Founded in 2013, Third Wheel Improv is Columbia’s newest coed long-form improv group and is responsible for organizing the festival. The Spare Tires Improv Festival is the brainchild of the previous head of Third Wheel, Aaron Fisher, CC ’18, and first took place in fall 2016—just a few days after the 2016 election. Inspired by a festival the group attended at Georgetown University, Third Wheel has been organizing its own festival with inclusivity and exposure in mind ever since. The event is free to attend and deliberately scheduled during the interim between midterms and finals. This year, the festival was organized by Emma Gold, CC ’19, and Jacob Kaplan, CC ’20, the co-heads of Third Wheel Improv.
“The whole idea is that we have it be completely free, so really there’s no reason you wouldn’t be able to see it,” said Kaplan.
The festival is a cited as a positive experience by audience members and improv groups alike.
“Festivals, especially collegiate festivals, are a great way to build community among improv groups, because by nature they are very insular and very small,” said Gold.
All three on-campus groups practice long-form improv, which involves using an audience suggestion and building a whole set off of it. Meanwhile, visiting groups often employ short-form improv or a mix of forms, which involves more game play with the audience and shorter scenes.

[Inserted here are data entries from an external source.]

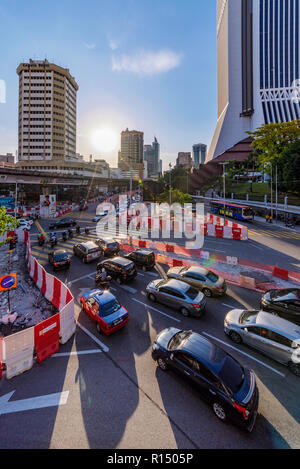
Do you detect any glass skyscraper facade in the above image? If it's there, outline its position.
[259,0,300,123]
[207,0,300,161]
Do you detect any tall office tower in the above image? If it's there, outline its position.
[118,129,144,179]
[193,143,207,169]
[144,137,160,177]
[207,0,300,161]
[17,59,78,167]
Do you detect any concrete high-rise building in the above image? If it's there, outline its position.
[118,129,144,179]
[193,143,207,169]
[17,59,78,166]
[144,137,160,178]
[207,0,300,161]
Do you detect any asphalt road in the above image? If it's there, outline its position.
[0,203,300,449]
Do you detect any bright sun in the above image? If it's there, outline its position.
[91,127,119,153]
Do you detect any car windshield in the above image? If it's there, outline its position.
[239,311,258,324]
[219,356,245,394]
[168,331,192,350]
[206,272,219,283]
[101,299,121,317]
[54,252,68,261]
[185,288,199,300]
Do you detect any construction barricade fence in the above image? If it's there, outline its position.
[0,231,76,379]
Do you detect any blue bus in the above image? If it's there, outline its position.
[210,200,254,221]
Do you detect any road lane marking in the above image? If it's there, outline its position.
[77,322,109,352]
[132,298,181,322]
[222,303,239,309]
[202,331,285,378]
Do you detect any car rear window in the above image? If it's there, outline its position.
[107,243,118,249]
[206,272,219,283]
[88,248,99,254]
[101,299,121,317]
[219,357,245,394]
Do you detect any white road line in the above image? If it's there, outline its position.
[202,331,285,378]
[77,322,109,352]
[132,298,181,322]
[52,349,102,358]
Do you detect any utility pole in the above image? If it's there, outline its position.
[169,163,172,206]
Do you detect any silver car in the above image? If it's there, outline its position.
[146,279,206,317]
[224,309,300,377]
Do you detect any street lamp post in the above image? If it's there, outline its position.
[169,163,172,206]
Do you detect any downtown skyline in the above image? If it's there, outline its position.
[0,0,217,170]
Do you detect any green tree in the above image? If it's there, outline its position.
[0,207,19,246]
[156,188,193,205]
[247,119,300,164]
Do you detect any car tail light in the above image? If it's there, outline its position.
[233,402,249,420]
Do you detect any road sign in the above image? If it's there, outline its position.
[0,274,18,291]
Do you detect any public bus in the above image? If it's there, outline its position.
[210,200,254,221]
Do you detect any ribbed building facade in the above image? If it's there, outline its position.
[207,0,300,161]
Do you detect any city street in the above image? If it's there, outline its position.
[0,202,300,449]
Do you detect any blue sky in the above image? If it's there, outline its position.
[0,0,217,168]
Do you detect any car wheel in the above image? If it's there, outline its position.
[289,362,300,378]
[180,308,190,318]
[213,402,226,422]
[148,293,156,303]
[229,331,242,344]
[202,288,212,298]
[157,358,168,371]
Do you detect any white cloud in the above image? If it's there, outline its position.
[84,42,96,50]
[112,50,182,76]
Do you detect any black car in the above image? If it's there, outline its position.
[125,249,155,272]
[95,238,120,257]
[49,218,76,230]
[48,249,71,270]
[97,257,137,284]
[260,288,300,326]
[152,328,259,432]
[73,241,101,264]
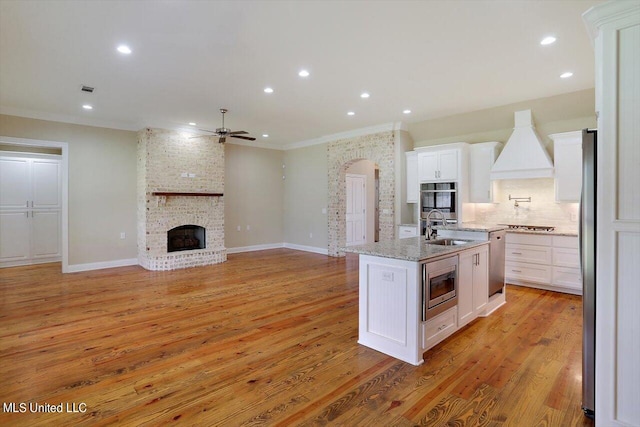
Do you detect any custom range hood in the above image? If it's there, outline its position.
[491,110,553,179]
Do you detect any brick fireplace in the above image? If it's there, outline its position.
[137,129,227,270]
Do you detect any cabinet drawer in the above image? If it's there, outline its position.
[552,248,580,268]
[551,267,582,290]
[398,225,418,239]
[553,236,578,249]
[507,232,553,246]
[504,262,551,284]
[505,243,551,265]
[422,307,458,350]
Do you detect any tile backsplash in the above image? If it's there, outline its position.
[474,178,579,229]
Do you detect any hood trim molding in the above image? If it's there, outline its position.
[491,110,554,180]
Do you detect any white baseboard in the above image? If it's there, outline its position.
[227,243,284,254]
[227,243,329,255]
[284,243,329,255]
[63,258,138,273]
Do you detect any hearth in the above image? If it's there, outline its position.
[167,225,207,252]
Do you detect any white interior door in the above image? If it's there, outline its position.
[346,174,367,246]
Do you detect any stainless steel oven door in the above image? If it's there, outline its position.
[422,256,458,321]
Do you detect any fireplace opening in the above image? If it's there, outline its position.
[167,225,206,252]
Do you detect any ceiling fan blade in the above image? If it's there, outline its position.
[198,128,218,133]
[230,135,256,141]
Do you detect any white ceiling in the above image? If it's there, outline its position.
[0,0,601,147]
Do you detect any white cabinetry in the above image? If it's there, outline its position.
[469,141,502,203]
[422,307,459,351]
[404,151,420,203]
[549,131,582,202]
[458,245,489,327]
[0,155,62,267]
[418,149,460,182]
[584,1,640,426]
[398,225,418,239]
[505,233,582,294]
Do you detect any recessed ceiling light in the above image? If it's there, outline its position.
[118,44,131,55]
[540,36,556,46]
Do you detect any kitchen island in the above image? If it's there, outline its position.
[345,236,505,365]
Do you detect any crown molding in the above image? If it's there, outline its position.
[282,122,409,150]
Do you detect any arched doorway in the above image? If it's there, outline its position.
[327,131,395,256]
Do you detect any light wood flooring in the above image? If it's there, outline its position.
[0,249,592,426]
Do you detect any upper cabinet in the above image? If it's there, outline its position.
[404,151,420,203]
[469,141,502,203]
[418,147,462,182]
[549,131,582,202]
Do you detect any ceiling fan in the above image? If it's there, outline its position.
[194,108,256,143]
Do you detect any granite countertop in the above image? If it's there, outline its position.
[434,222,578,236]
[507,227,578,236]
[433,222,508,233]
[343,236,488,262]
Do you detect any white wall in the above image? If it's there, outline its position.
[0,115,137,266]
[224,144,284,249]
[284,144,329,251]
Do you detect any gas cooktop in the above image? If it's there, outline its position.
[498,224,556,231]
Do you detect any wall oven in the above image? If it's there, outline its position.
[420,182,458,222]
[421,256,458,321]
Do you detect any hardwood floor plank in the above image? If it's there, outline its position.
[0,249,593,427]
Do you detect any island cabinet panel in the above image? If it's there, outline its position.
[358,255,423,365]
[422,307,459,351]
[458,246,489,327]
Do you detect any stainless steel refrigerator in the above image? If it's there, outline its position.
[579,129,598,418]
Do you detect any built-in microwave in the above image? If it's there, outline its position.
[420,182,458,222]
[421,256,458,321]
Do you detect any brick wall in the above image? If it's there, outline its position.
[137,129,227,270]
[327,131,395,256]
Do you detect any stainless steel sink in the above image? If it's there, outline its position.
[426,239,469,246]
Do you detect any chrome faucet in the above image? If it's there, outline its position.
[424,209,447,240]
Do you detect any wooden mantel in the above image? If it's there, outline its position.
[151,191,224,197]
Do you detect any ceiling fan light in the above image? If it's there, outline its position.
[117,44,131,55]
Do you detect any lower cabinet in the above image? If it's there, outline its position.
[458,246,489,327]
[505,233,582,295]
[422,307,459,351]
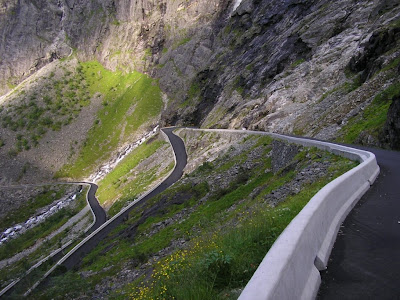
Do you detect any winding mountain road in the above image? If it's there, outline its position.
[57,127,187,269]
[82,182,107,233]
[318,146,400,300]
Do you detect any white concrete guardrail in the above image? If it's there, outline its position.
[186,129,379,300]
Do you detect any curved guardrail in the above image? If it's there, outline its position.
[184,129,379,300]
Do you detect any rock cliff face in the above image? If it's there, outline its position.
[0,0,229,94]
[162,0,400,144]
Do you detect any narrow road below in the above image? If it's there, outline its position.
[86,182,107,233]
[62,128,187,269]
[318,146,400,300]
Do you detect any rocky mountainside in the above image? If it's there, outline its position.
[0,0,400,180]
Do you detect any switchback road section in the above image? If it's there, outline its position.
[57,127,187,269]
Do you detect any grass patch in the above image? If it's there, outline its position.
[33,136,355,299]
[337,83,400,143]
[56,61,163,178]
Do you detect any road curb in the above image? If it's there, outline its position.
[187,129,379,300]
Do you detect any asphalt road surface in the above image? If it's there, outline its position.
[62,128,187,269]
[87,182,107,233]
[318,147,400,300]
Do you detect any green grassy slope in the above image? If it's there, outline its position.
[57,61,163,178]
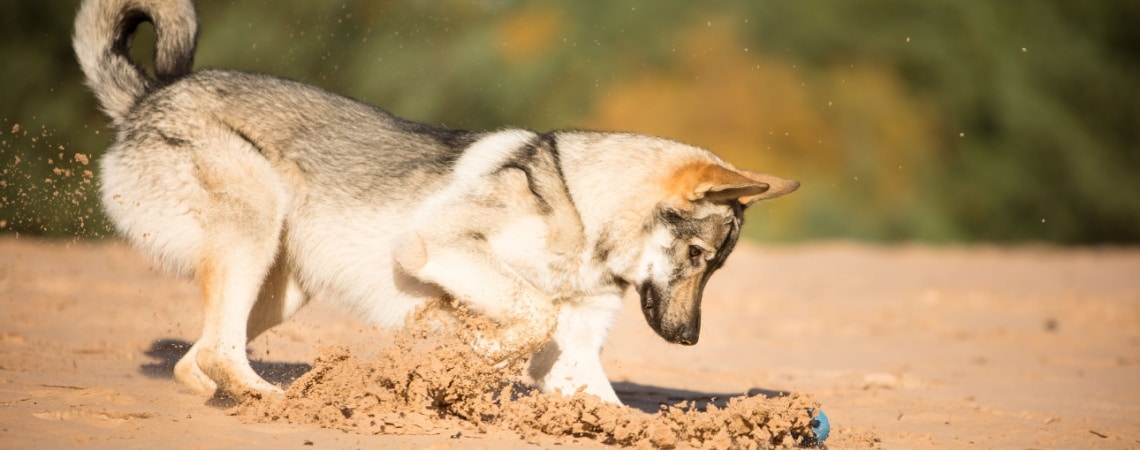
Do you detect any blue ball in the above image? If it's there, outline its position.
[812,410,831,442]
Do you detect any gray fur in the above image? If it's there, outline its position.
[73,0,798,402]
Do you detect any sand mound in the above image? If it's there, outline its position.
[231,325,819,448]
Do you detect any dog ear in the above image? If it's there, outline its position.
[738,170,799,206]
[673,163,799,206]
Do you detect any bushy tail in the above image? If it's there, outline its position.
[72,0,197,124]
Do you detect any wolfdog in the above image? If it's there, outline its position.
[73,0,799,403]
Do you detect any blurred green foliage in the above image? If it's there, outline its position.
[0,0,1140,244]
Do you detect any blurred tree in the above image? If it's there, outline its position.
[0,0,1140,244]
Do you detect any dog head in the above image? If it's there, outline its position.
[628,162,799,345]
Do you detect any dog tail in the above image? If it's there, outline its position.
[72,0,198,124]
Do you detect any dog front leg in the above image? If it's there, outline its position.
[528,295,621,404]
[393,232,557,363]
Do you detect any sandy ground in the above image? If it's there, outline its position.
[0,237,1140,449]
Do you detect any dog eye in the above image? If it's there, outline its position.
[689,245,705,265]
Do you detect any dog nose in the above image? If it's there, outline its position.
[676,326,701,345]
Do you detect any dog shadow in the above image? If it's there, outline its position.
[139,339,312,408]
[613,382,791,414]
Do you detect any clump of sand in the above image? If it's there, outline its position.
[231,323,819,448]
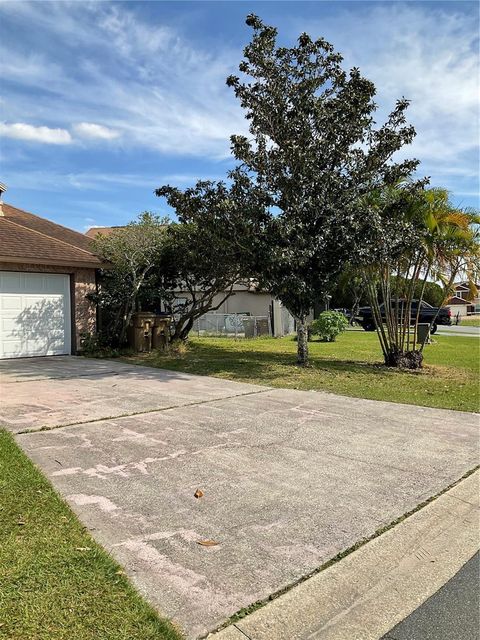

“All the groups on campus do some type of long-form but we all approach it in different ways,” said Gold.
Control Top is a Barnard and Columbia improv group made up of eight women and non-binary students and that specializes in montage, a longer format that involves ad-libbing sequences of scenes from a single audience suggestion. The group has participated in the festival every year since its inception.
“We look forward to it every year because it is such a fun chance not only to watch other groups perform—other groups that we normally wouldn’t get to interact with—but also we get to socialize with them after,” said Sophia Bannister, BC ’19, the co-head of Control Top.
On the second day of the festival, Third Wheel hosted a workshop for all the groups with a professional improviser from the Upright Citizens Brigade, a well-known New York City based improv theater. Many of the improv groups that participated in the festival used forms and techniques practiced by the UCB Theater.
While the festival’s participating groups are all aiming to capture the attention and laughs of the same audience, many of the improvisers commented on the communal and supportive atmosphere of the event, as opposed to a competitive one.
“It has the potential to turn into something that could feel like a competition, but Third Wheel does a really good job of keeping it a really wonderful and a supportive place where we can all laugh together, learn from each other, and celebrate the fact that we all like to do this silly thing,” said Bannister.
Fruit Paunch, Columbia’s oldest improv group—founded by Jenny Slate, CC ’04—has also participated in the festival every year. This close-knit group uses an improv form employed by the Upright Citizens Brigade known as the Harold. It is a structured form of improv that has a specific order of scenes and games, though the group admits to following it loosely. Jordan Allyn, BC ’20, a co-head of Fruit Paunch, spoke of the supportive nature of the medium of improvised comedy.
“Improv is really such a group mentality. … There is no hierarchy, and it’s just all about we are equal and we are here to only make each other look better—it’s so not about me, it’s so about you and us,” said Allyn.
The Spare Tires Improv festival is an opportunity for comedic exploration both by the audience and the improvisers. Third Wheel Improv organizes this comedic event nearly a year in advance, and its efforts show in the performances, smiles, and laughs had by all.
“You just want people to laugh at an improv show, there’s no other way you want people to respond, you want the laughs,” said Gold.